Se da una parte i suoi genitori, Francesca Capoduro e Aldo Bon, entrambi nati nel 1911, lo hanno cresciuto raccontandogli questa storia, dall’altra c’era un’altra famiglia veneziana che raccontava la medesima storia al proprio figlio. Era quella di Lea Rina Cesana, la giovane ebrea tenuta nascosta nel sottotetto, e del marito cattolico Giovanni Ferrari. «La mamma mi ha sempre detto che durante la deportazione era stata salvata da una coppia di amici che l’ha tenuta nascosta - racconta il figlio Mirko Ferrari, nato un anno dopo la fine della guerra - Era molto riconoscente a questi coniugi. Anche perchè sua mamma, cioè mia nonna, Anna Jarach era stata catturata durante la retata all’ospedale civile. Fu portata alla Risiera di San Sabba e da qui ad Auschwitz senza fare più ritorno. Dal convoglio che la portava alla morte lanciò una cartolina indirizzata a Venezia ai suoi sette figli. La ritrovarono sui binari e ce la consegnarono. Quindi ricordare la storia della mamma mi ha emozionato».

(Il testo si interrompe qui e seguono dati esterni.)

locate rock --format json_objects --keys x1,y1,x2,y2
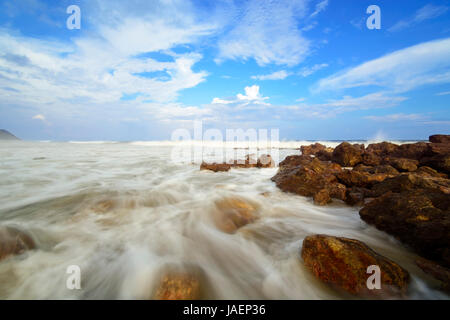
[
  {"x1": 0, "y1": 226, "x2": 36, "y2": 262},
  {"x1": 257, "y1": 154, "x2": 275, "y2": 168},
  {"x1": 416, "y1": 258, "x2": 450, "y2": 292},
  {"x1": 200, "y1": 162, "x2": 231, "y2": 172},
  {"x1": 392, "y1": 142, "x2": 428, "y2": 160},
  {"x1": 384, "y1": 158, "x2": 419, "y2": 172},
  {"x1": 365, "y1": 142, "x2": 399, "y2": 157},
  {"x1": 301, "y1": 143, "x2": 334, "y2": 157},
  {"x1": 316, "y1": 149, "x2": 333, "y2": 161},
  {"x1": 360, "y1": 190, "x2": 450, "y2": 267},
  {"x1": 154, "y1": 273, "x2": 201, "y2": 300},
  {"x1": 272, "y1": 157, "x2": 346, "y2": 203},
  {"x1": 429, "y1": 135, "x2": 450, "y2": 144},
  {"x1": 337, "y1": 169, "x2": 390, "y2": 188},
  {"x1": 415, "y1": 166, "x2": 448, "y2": 178},
  {"x1": 344, "y1": 187, "x2": 372, "y2": 206},
  {"x1": 332, "y1": 142, "x2": 364, "y2": 167},
  {"x1": 371, "y1": 173, "x2": 450, "y2": 197},
  {"x1": 421, "y1": 154, "x2": 450, "y2": 175},
  {"x1": 213, "y1": 198, "x2": 259, "y2": 233},
  {"x1": 354, "y1": 164, "x2": 399, "y2": 175},
  {"x1": 301, "y1": 235, "x2": 409, "y2": 296},
  {"x1": 362, "y1": 152, "x2": 382, "y2": 166},
  {"x1": 314, "y1": 189, "x2": 331, "y2": 206}
]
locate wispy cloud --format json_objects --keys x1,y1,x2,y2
[
  {"x1": 299, "y1": 63, "x2": 328, "y2": 77},
  {"x1": 310, "y1": 0, "x2": 329, "y2": 18},
  {"x1": 251, "y1": 70, "x2": 290, "y2": 81},
  {"x1": 216, "y1": 0, "x2": 310, "y2": 66},
  {"x1": 364, "y1": 113, "x2": 425, "y2": 122},
  {"x1": 389, "y1": 4, "x2": 449, "y2": 32},
  {"x1": 436, "y1": 91, "x2": 450, "y2": 96},
  {"x1": 315, "y1": 38, "x2": 450, "y2": 93}
]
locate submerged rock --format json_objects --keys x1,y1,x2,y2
[
  {"x1": 200, "y1": 162, "x2": 231, "y2": 172},
  {"x1": 213, "y1": 198, "x2": 259, "y2": 233},
  {"x1": 0, "y1": 226, "x2": 36, "y2": 262},
  {"x1": 301, "y1": 235, "x2": 409, "y2": 297},
  {"x1": 154, "y1": 273, "x2": 201, "y2": 300}
]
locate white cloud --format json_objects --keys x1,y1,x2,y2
[
  {"x1": 251, "y1": 70, "x2": 290, "y2": 81},
  {"x1": 315, "y1": 38, "x2": 450, "y2": 93},
  {"x1": 32, "y1": 114, "x2": 46, "y2": 121},
  {"x1": 299, "y1": 63, "x2": 328, "y2": 77},
  {"x1": 212, "y1": 85, "x2": 269, "y2": 105},
  {"x1": 310, "y1": 0, "x2": 329, "y2": 17},
  {"x1": 364, "y1": 113, "x2": 425, "y2": 122},
  {"x1": 216, "y1": 0, "x2": 310, "y2": 66},
  {"x1": 389, "y1": 4, "x2": 449, "y2": 32},
  {"x1": 437, "y1": 91, "x2": 450, "y2": 96}
]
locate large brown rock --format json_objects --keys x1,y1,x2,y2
[
  {"x1": 272, "y1": 157, "x2": 346, "y2": 203},
  {"x1": 301, "y1": 143, "x2": 333, "y2": 156},
  {"x1": 354, "y1": 164, "x2": 399, "y2": 175},
  {"x1": 384, "y1": 158, "x2": 419, "y2": 172},
  {"x1": 213, "y1": 198, "x2": 259, "y2": 233},
  {"x1": 332, "y1": 142, "x2": 364, "y2": 167},
  {"x1": 371, "y1": 173, "x2": 450, "y2": 197},
  {"x1": 301, "y1": 235, "x2": 409, "y2": 296},
  {"x1": 430, "y1": 135, "x2": 450, "y2": 144},
  {"x1": 154, "y1": 273, "x2": 201, "y2": 300},
  {"x1": 360, "y1": 190, "x2": 450, "y2": 267},
  {"x1": 365, "y1": 142, "x2": 399, "y2": 157},
  {"x1": 200, "y1": 162, "x2": 231, "y2": 172},
  {"x1": 392, "y1": 142, "x2": 428, "y2": 160},
  {"x1": 337, "y1": 169, "x2": 390, "y2": 188},
  {"x1": 0, "y1": 226, "x2": 36, "y2": 262},
  {"x1": 414, "y1": 166, "x2": 448, "y2": 178}
]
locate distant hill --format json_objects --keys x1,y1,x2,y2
[{"x1": 0, "y1": 129, "x2": 20, "y2": 140}]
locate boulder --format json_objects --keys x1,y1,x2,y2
[
  {"x1": 272, "y1": 157, "x2": 346, "y2": 203},
  {"x1": 392, "y1": 142, "x2": 428, "y2": 160},
  {"x1": 301, "y1": 235, "x2": 409, "y2": 296},
  {"x1": 200, "y1": 162, "x2": 231, "y2": 172},
  {"x1": 332, "y1": 142, "x2": 364, "y2": 167},
  {"x1": 213, "y1": 198, "x2": 259, "y2": 233},
  {"x1": 316, "y1": 149, "x2": 333, "y2": 161},
  {"x1": 344, "y1": 187, "x2": 371, "y2": 206},
  {"x1": 371, "y1": 173, "x2": 450, "y2": 197},
  {"x1": 414, "y1": 166, "x2": 448, "y2": 178},
  {"x1": 300, "y1": 143, "x2": 332, "y2": 156},
  {"x1": 337, "y1": 169, "x2": 390, "y2": 188},
  {"x1": 0, "y1": 226, "x2": 36, "y2": 262},
  {"x1": 314, "y1": 189, "x2": 332, "y2": 206},
  {"x1": 257, "y1": 154, "x2": 275, "y2": 168},
  {"x1": 421, "y1": 154, "x2": 450, "y2": 175},
  {"x1": 360, "y1": 190, "x2": 450, "y2": 267},
  {"x1": 429, "y1": 135, "x2": 450, "y2": 144},
  {"x1": 361, "y1": 152, "x2": 382, "y2": 166},
  {"x1": 354, "y1": 164, "x2": 399, "y2": 176},
  {"x1": 154, "y1": 273, "x2": 201, "y2": 300},
  {"x1": 384, "y1": 158, "x2": 419, "y2": 172},
  {"x1": 365, "y1": 142, "x2": 399, "y2": 157},
  {"x1": 416, "y1": 258, "x2": 450, "y2": 292}
]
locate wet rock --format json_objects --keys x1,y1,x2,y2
[
  {"x1": 314, "y1": 189, "x2": 331, "y2": 206},
  {"x1": 231, "y1": 155, "x2": 258, "y2": 168},
  {"x1": 154, "y1": 273, "x2": 201, "y2": 300},
  {"x1": 371, "y1": 173, "x2": 450, "y2": 197},
  {"x1": 392, "y1": 142, "x2": 428, "y2": 160},
  {"x1": 361, "y1": 152, "x2": 382, "y2": 166},
  {"x1": 316, "y1": 149, "x2": 333, "y2": 161},
  {"x1": 301, "y1": 235, "x2": 409, "y2": 296},
  {"x1": 414, "y1": 166, "x2": 448, "y2": 178},
  {"x1": 421, "y1": 154, "x2": 450, "y2": 175},
  {"x1": 213, "y1": 198, "x2": 259, "y2": 233},
  {"x1": 354, "y1": 164, "x2": 399, "y2": 176},
  {"x1": 365, "y1": 142, "x2": 399, "y2": 157},
  {"x1": 360, "y1": 190, "x2": 450, "y2": 267},
  {"x1": 200, "y1": 162, "x2": 231, "y2": 172},
  {"x1": 278, "y1": 155, "x2": 314, "y2": 171},
  {"x1": 384, "y1": 158, "x2": 419, "y2": 172},
  {"x1": 337, "y1": 169, "x2": 390, "y2": 188},
  {"x1": 257, "y1": 154, "x2": 275, "y2": 168},
  {"x1": 416, "y1": 258, "x2": 450, "y2": 292},
  {"x1": 344, "y1": 187, "x2": 372, "y2": 206},
  {"x1": 429, "y1": 135, "x2": 450, "y2": 144},
  {"x1": 301, "y1": 143, "x2": 333, "y2": 156},
  {"x1": 0, "y1": 226, "x2": 36, "y2": 262},
  {"x1": 272, "y1": 157, "x2": 346, "y2": 203},
  {"x1": 332, "y1": 142, "x2": 364, "y2": 167}
]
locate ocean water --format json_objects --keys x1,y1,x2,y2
[{"x1": 0, "y1": 140, "x2": 448, "y2": 300}]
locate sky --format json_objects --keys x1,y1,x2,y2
[{"x1": 0, "y1": 0, "x2": 449, "y2": 141}]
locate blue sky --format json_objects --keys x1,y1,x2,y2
[{"x1": 0, "y1": 0, "x2": 449, "y2": 141}]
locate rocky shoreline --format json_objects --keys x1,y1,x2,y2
[{"x1": 200, "y1": 134, "x2": 450, "y2": 297}]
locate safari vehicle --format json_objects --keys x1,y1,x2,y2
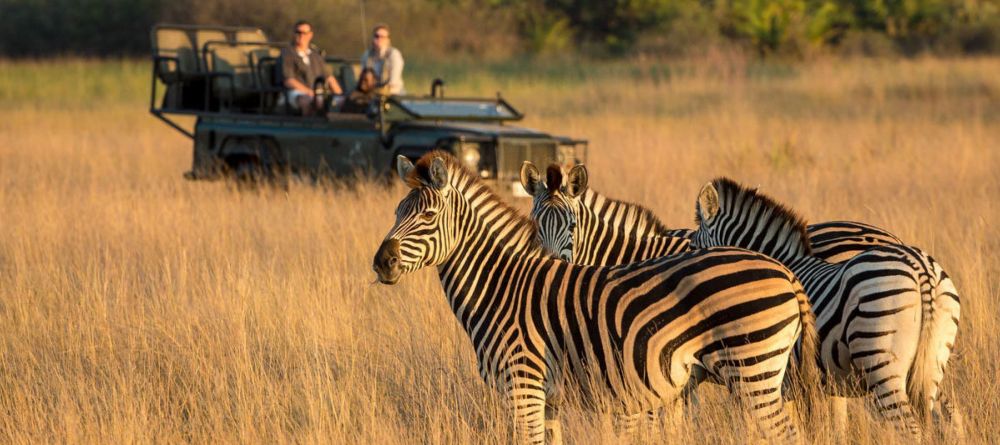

I due figli - quello della salvata e quello dei salvatori - di recente si sono incontrati. Si sono raccontati lo stesso episodio, quello sentito dai rispettivi genitori quando erano bimbi, e si sono abbracciati. «La deportazione e l’uccisione di 246 ebrei veneziani non si deve dimenticare - conclude Aurelio Bon - però desidererei che nemmeno il gesto dei miei genitori, sicuramente uno dei tanti, svanisse nel nulla».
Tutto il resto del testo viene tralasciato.